The development worker will probably need to collect further information and develop a complementary monitoring and evaluation system to fulfil the requirements of institutions. This may be information which is not directly relevant to actual community work but which may be useful to policy makers, planners at provincial and central level and donors. It is best to keep the two monitoring and evaluation systems separate, so that the needs of development agencies, ministries and donors do not override the needs of the group members themselves.
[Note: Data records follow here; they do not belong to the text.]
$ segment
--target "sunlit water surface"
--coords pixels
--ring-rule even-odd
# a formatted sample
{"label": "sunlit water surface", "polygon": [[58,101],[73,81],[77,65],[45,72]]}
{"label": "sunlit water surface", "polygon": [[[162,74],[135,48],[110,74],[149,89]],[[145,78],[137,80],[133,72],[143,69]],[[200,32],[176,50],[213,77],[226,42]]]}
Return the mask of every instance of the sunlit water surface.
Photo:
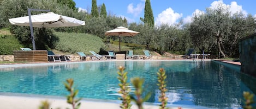
{"label": "sunlit water surface", "polygon": [[0,67],[0,92],[64,97],[68,93],[63,82],[73,78],[79,97],[118,100],[119,66],[126,68],[129,82],[136,76],[145,79],[145,93],[152,93],[147,102],[159,102],[156,73],[160,68],[167,75],[168,104],[241,108],[243,92],[255,93],[255,78],[215,62],[201,61],[102,61]]}

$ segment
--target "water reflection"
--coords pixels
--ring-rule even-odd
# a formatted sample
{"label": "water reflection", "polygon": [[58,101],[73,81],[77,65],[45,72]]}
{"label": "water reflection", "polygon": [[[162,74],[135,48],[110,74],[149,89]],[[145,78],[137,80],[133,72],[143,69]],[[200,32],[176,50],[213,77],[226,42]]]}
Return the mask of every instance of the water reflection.
{"label": "water reflection", "polygon": [[79,97],[117,100],[119,66],[126,68],[128,82],[134,77],[145,79],[145,93],[152,92],[148,102],[159,102],[156,73],[160,68],[166,70],[169,104],[237,108],[241,108],[243,91],[255,93],[255,79],[200,61],[104,61],[0,68],[0,91],[64,96],[67,92],[63,82],[73,78]]}

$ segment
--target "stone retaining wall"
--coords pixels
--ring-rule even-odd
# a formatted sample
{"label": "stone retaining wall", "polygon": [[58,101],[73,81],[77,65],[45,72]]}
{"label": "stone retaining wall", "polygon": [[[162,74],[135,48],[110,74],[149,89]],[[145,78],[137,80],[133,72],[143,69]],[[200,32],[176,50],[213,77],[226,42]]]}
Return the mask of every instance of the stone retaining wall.
{"label": "stone retaining wall", "polygon": [[14,56],[13,55],[0,55],[0,61],[13,62]]}
{"label": "stone retaining wall", "polygon": [[256,33],[241,40],[239,53],[241,72],[256,77]]}

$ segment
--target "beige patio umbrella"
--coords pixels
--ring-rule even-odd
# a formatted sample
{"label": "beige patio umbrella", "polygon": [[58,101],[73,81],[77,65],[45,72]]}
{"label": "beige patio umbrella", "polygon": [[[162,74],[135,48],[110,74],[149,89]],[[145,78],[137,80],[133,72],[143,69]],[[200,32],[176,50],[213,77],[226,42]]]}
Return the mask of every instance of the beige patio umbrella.
{"label": "beige patio umbrella", "polygon": [[121,51],[121,36],[134,36],[140,33],[130,30],[127,28],[119,27],[115,29],[108,31],[105,33],[106,36],[119,36],[119,52]]}
{"label": "beige patio umbrella", "polygon": [[[29,17],[31,17],[29,18]],[[31,18],[31,20],[29,20]],[[85,25],[85,21],[55,14],[52,12],[42,13],[13,18],[9,18],[11,24],[21,26],[31,26],[33,49],[35,50],[33,27],[74,27]],[[30,21],[31,22],[30,22]]]}

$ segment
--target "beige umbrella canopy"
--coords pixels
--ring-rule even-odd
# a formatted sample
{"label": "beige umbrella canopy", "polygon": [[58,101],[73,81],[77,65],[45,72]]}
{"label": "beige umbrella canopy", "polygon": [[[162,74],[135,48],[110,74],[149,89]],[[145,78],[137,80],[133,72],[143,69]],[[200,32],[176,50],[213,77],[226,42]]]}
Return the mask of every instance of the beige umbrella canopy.
{"label": "beige umbrella canopy", "polygon": [[115,29],[108,31],[105,33],[106,36],[119,36],[119,52],[121,51],[121,36],[134,36],[140,33],[129,30],[128,28],[119,27]]}

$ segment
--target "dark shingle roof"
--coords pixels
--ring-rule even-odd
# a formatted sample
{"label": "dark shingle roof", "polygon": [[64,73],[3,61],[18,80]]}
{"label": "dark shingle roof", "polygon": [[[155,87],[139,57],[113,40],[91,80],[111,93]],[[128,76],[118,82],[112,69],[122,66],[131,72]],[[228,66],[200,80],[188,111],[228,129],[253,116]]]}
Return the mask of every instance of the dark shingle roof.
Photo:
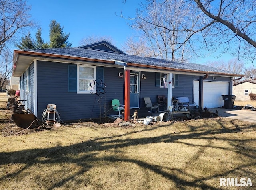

A regular meeting once a year can bring together development workers from governmental or non-governmental organizations, the local authorities and community representatives, preferably from the food and nutrition coordinating committee, at local level to discuss the progress of participatory nutrition projects and the evolution of the food and nutrition situation.

In most externally funded projects, evaluations are carried out periodically by the donor agency. The development worker can facilitate the involvement of local-level staff (e.g. health or nutrition officers, home economists, agriculture extensionists) in the design and implementation of joint evaluations which involve the community, development workers, local government staff and external evaluators of the participatory nutrition project.

Monitoring and evaluation: When?

Monitoring and evaluation is an ongoing process built in from the start of the project. In a participatory nutrition project, it is difficult to separate the stages of problem identification, selection of activities and monitoring and evaluation of these activities. Activities increase aware ness, understanding and participation which in turn lead to redefinition of objectives and adjustment of activities or definition of new objectives and selection of new activities.. Monitoring and evaluation provides opportunities for learning from action.

Participatory Monitoring and Evaluation

Constraints

- Development workers are often not very familiar with the concept of monitoring and evaluation. Consequently, they may feel that they need high-calibre expertise and specific funding to design and implement these activities.

- Monitoring and evaluation, however, is a normal part of daily life, whether personal or professional. It is generally a matter of common sense: if something does not turn out as expected, a person tries to understand why and then either modifies the activities or redefines the objectives.

Monitoring and evaluation should therefore not be seen as an external activity imposed by institutions but as an essential part of the everyday learning or decision-making process.

Figure

Steps in monitoring and evaluation of participatory nutrition projects

The role of the development worker is to:

1. Assist each group to develop a monitoring and evaluation system for its activities.

2. Assist the food and nutrition coordinating committee (or the relevant community structure) to combine these systems into an overall participatory monitoring and evaluation system for the participatory nutrition project.

3. Develop a separate monitoring and evaluation system for meeting the needs of the government institution or donor.

4. Promote appropriate mechanisms (e.g. annual meetings, field visits) for a joint monitoring and evaluation process involving the community and local institutions;

5. Within externally funded projects, promote the organization of tri-partite evaluations involving community representatives, local government staff and external evaluators.